- Other names: Syndactyly type 7
- Specialty: Medical genetics

= Cenani–Lenz syndactylism =

Cenani–Lenz syndactylism, also known as Cenani–Lenz syndrome or Cenani–syndactylism, is an autosomal recessive congenital malformation syndrome involving both upper and lower extremities.

==Presentation==
It is characterized by a nearly symmetrical presence of a spoon hand (classical type) or, more frequently, an oligodactylous hand. Individuals with this syndrome present the following symptoms: carpal, metacarpal and digital synostoses, disorganization of carpal bones, numeric reduction of digital rays and toe syndactyly. Additionally, other symptoms may include radioulnar synostosis, brachymesomelia, radius head dislocation, metatarsal synostoses and numeric reduction of rays.

==Cause==

Cenani–Lenz syndactylism is inherited in an autosomal recessive manner. This means the defective gene responsible for the disorder is located on an autosome, and two copies of the defective gene (one inherited from each parent) are required in order to be born with the disorder.
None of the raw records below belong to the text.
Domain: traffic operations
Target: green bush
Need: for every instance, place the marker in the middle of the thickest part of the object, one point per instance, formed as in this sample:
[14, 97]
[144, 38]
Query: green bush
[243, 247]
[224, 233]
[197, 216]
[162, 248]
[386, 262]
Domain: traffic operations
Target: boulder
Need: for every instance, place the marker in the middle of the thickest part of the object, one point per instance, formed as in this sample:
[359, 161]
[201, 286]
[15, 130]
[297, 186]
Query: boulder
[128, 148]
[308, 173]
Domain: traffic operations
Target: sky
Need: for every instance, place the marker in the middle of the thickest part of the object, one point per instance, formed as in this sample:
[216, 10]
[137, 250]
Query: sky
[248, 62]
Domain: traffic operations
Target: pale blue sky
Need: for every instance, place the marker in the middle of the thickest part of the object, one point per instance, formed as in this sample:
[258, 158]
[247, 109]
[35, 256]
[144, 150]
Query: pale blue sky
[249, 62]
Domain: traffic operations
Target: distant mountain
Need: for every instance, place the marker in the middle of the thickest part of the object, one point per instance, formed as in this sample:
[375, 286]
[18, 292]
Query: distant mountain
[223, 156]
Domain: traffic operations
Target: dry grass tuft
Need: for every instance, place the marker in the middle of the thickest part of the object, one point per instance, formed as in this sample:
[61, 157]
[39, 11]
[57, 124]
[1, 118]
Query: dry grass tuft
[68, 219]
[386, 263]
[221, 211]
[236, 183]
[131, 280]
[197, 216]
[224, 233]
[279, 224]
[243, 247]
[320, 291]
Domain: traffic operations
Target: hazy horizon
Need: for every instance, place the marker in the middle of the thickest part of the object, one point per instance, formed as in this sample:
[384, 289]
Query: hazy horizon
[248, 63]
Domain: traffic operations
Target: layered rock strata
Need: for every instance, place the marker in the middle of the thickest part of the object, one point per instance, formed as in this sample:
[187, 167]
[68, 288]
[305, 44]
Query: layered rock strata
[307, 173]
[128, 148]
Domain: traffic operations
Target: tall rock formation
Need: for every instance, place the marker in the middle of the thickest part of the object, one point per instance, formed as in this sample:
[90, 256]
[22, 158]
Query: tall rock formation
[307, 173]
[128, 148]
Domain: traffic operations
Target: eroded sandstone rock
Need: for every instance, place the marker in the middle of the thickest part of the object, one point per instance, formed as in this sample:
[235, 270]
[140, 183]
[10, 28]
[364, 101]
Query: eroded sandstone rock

The parents of an individual with an autosomal recessive disorder both carry one copy of the defective gene, but usually do not experience any signs or symptoms of the disorder.

In a test of the theory that the locus associated with the disorder was at 15q13-q14, FMN1 and GREM1 were eliminated as candidates.
It is associated with LRP4.
==Eponym==
The syndrome is named after Turkish (Asim Cenani) and German (Widukind Lenz) medical geneticists.